Néanmoins, la précarisation des situations et leur complexité (cumul de fragilités, situation administrative complexe, problématiques de santé mentale, barrière de la langue, etc.), ainsi que la difficulté d’accès aux droits, aux soins, ou encore aux démarches administratives (délais d’attente, dématérialisation, etc.) rend de plus en plus difficile la sortie « positive » des ménages, et l’on assiste à un allongement de la durée moyenne de séjour des personnes au sein de ces structures. Même lorsque la situation d’un ménage est stabilisée et que le projet d’une sortie vers un logement ordinaire devient possible, l’allongement des délais d’attente vers une solution de logement social (saturation de l’offre dans le parc social) freine sensiblement la sortie des ménages : c’est toute la chaîne « de la rue au logement » qui s’en trouve embolisée. En 2024, le CCAS de Grenoble compte 145 personnes ayant quitté ses hébergements, dont 60 vers un logement ordinaire.

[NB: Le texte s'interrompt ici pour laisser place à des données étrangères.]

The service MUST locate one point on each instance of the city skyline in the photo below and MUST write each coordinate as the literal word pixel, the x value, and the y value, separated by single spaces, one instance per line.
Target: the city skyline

© Grenoble Alpes Métropole Clara Goubault
© Grenoble Alpes Métropole Clara Goubault

























Impayés de loyers : l’enjeu du maintien dans le logement

Au 31 décembre 2024, la Caf de l’Isère dénombre près de 3 500 bénéficiaires métropolitains de l'allocation logement Caf en situation d’impayés de loyer, pour 380 allocataires au sein du Pays Voironnais et 245 dans le Grésivaudan. En moyenne, et en lien avec le coût des loyers, les montants d’impayés sont plus élevés dans les communes urbaines : 1 840 € au sein de la Métropole , contre 1 500 € en Pays Voironnais et 1 700 € pour le Grésivaudan. Les signalements d’impayés de loyer auprès de la Caf proviennent essentiellement des bailleurs publics. Si pour l’ensemble des 4 047 allocataires logement en situation d’impayé de loyer, figurent une majorité de personnes vivant seules (43 %), ce sont les familles monoparentales qui arrivent en deuxième position avec 29 %, devant les couples avec enfant(s) à 22 %.